UUID can be used as unique acrose all tables and entities. If I have files table, and files can be linked with multiple entities, then instead of multiple tables (object_id, file_id) or one table (object_id, object_type_id, file_id), I can just create one table (object_uuid, file_id) to reference the UUID for any type of entity and the file.
UUID is good for file name too. If files are on disk. I can name files with UUIDs and link these UUIDs with my entities. And there is no table with file name in DB.
UUID is good for external objects those ids I can't control after creation. Serial numbers will not be the same forever. If I need to do custom backup (or merging or replication), I can forget to keep id. New one will be generated from sequence. In old data serial numbers can have gaps because of transactions not completed. There are no gaps in new data. With merging keep old ids might be impossible.
Merging databases is easy with UUID. Just take care about possible collisions.
It is possible to share common data between different shards, when you can't have distributed sequence.
Serial ids are predictable. User can try to get access to
data that he does not own. User can analyze application
audience and traffic. User can easy grab data from
site.
With random UUID analysis is impossible. But it is still
worth to check data owner.
Get along without UUID
For offline data I can create temporary id. Then it will be replaced during synchronization.
If I have multiple servers (shards, replicas), I can give each server a ID and make the primary key a combination of the entity ID and the server ID. Primary key would have maximum size up to (n * 64bit), where n is number of servers.
Another strategy is create a range of available IDs for each server.
-- for the first server:
create sequence seq_entity_id start 1;
-- for the second server:
create sequence seq_entity_id start 1000001;
-- for the third sever
create sequence seq_entity_id start 2000001;
It is hard to say that 1000000 is maximum. So it is more
convenient to use INCREMENT
.
-- for the first server:
create sequence seq_entity_id start 1 INCREMENT 100;
-- for the second server:
create sequence seq_entity_id start 2 INCREMENT 100;
-- for the third sever
create sequence seq_entity_id start 3 INCREMENT 100;
There is space to have up to 100 servers.
To do IDs not predictable I can generate them from
sequence unique for each user.
Instead of nextval('seq_entity_id')
I will
use custom next_entity_id(user_id)
.
CREATE TABLE t_user (
user_id integer NOT NULL DEFAULT nextval('seq_t_user_id'),
user_pk_entity_id integer default 0 NOT NULL
);
CREATE OR REPLACE FUNCTION next_entity_id(userid integer)
returns integer AS
$
DECLARE
next_pk integer;
BEGIN
UPDATE t_user
set user_pk_entity_id = user_pk_entity_id + 1
where user_id = userid;
SELECT INTO next_pk user_pk_entity_id
from t_user
where user_id = userid;
RETURN next_pk;
END;
$ LANGUAGE 'plpgsql';
The function next_entity_id
is transactional.
The row from t_user
will be locked. But it
will not block other users. So it would not be a
performance issue.
Positive effect is gapless id for entity table.

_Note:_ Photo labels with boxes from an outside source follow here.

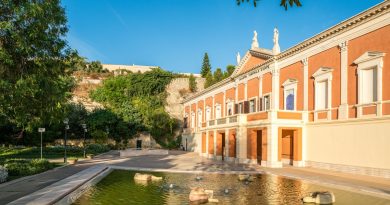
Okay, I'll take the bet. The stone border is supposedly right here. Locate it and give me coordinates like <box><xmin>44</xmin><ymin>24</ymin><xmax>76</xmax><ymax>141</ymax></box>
<box><xmin>0</xmin><ymin>150</ymin><xmax>111</xmax><ymax>189</ymax></box>
<box><xmin>9</xmin><ymin>165</ymin><xmax>109</xmax><ymax>205</ymax></box>
<box><xmin>55</xmin><ymin>168</ymin><xmax>113</xmax><ymax>205</ymax></box>
<box><xmin>9</xmin><ymin>164</ymin><xmax>390</xmax><ymax>205</ymax></box>
<box><xmin>109</xmin><ymin>165</ymin><xmax>266</xmax><ymax>174</ymax></box>
<box><xmin>264</xmin><ymin>171</ymin><xmax>390</xmax><ymax>200</ymax></box>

Take care and increment id into
UPDATE
statement. If I make
next_pk
before update there will be error.
SELECT INTO next_pk user_pk_entity_id + 1
from t_user
where user_id = userid;
UPDATE t_user
set user_pk_entity_id = next_pk
where user_id = userid;
RETURN next_pk;
With this code user can create simultaneously two entities
with the same id. The second thread waits on update. But
it already has next_pk
based on current
user_pk_entity_id
. And the second thread does
not see the changes from the first thread unless the first
transaction is commited. So
user_pk_entity_id
is still 0
,
like it was before the first request. After two request
user_pk_entity_id
will be 1
. And
two entities will have id = 1
.
In addition, I hide user id from user. Or I can add new UUID column to use on front. But primary key still be serial.